The brazed plate heat exchanger (BHE) consists of thin corrugated stainless steel plates vacuum brazed together using copper as the brazing material
Brazing the stainless steel plates together eliminates the need for sealing gaskets and thick frame plates. As well as holding the plates together at their contact points, the brazing material seals the package. Alfa Laval’s BHEs are brazed at all contact points, ensuring optimal heat transfer efficiency and pressure resistance. The plates are designed to provide the longest possible lifetime. Since virtually all surfaces of the brazed plate heat exchanger actively contribute to heat transfer, the BHE is very compact in size, and it has a low weight and a low hold-up volume. Alfa Laval offers a wide range of standard heat exchanger models and sizes, tailor-made for a wide scope including refrigeration applications. Standard configurations are available from stock and customer-specific designs are available on request.
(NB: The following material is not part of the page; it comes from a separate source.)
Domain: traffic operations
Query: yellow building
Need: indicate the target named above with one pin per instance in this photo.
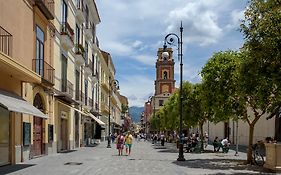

The basic flow principle in a brazed plate heat exchanger for refrigeration applications is parallel or diagonal flow to achieve
the most efficient heat transfer process. In a single pass design, all connections are located on one side of the heat exchanger, making installation very easy. Multipass design and different types of connections are available. Optionally, the location of connections can be chosen.
Flow principle in Evaporator design
The channels formed between the corrugated plates and corners are arranged so that the two media flow through alternate channels, always in opposite directions (counter current flow). The two phase refrigerant (vapour and liquid) enters the bottom left of the exchanger with a vapour quality depending on the operating condition of the plant. Evaporation of the liquid phase takes place inside the channels and some degrees of superheat are always requested, which is the reason why the process is called “dry expansion”. In the illustration of an evaporator the dark and light blue arrows show the location of the refrigerant connections. The water (brine) to be cooled flows counter current in the opposite channel; the dark and light red arrows show the location of the water (brine) connections.
Flow principle in Condenser design
The main components are the same as for the evaporator. The refrigerant enters at top left of the exchanger as hot gas and starts to condense on the surface of the channels until fully condensed, and is then slightly subcooled. The process is called “free condensation”. In the illustration of a condenser the light and dark blue arrows show the location of the brine connections. The refrigerant flows counter current in the opposite channel and is cooled. The light and dark red arrows indicate the locations of the refrigerant connections.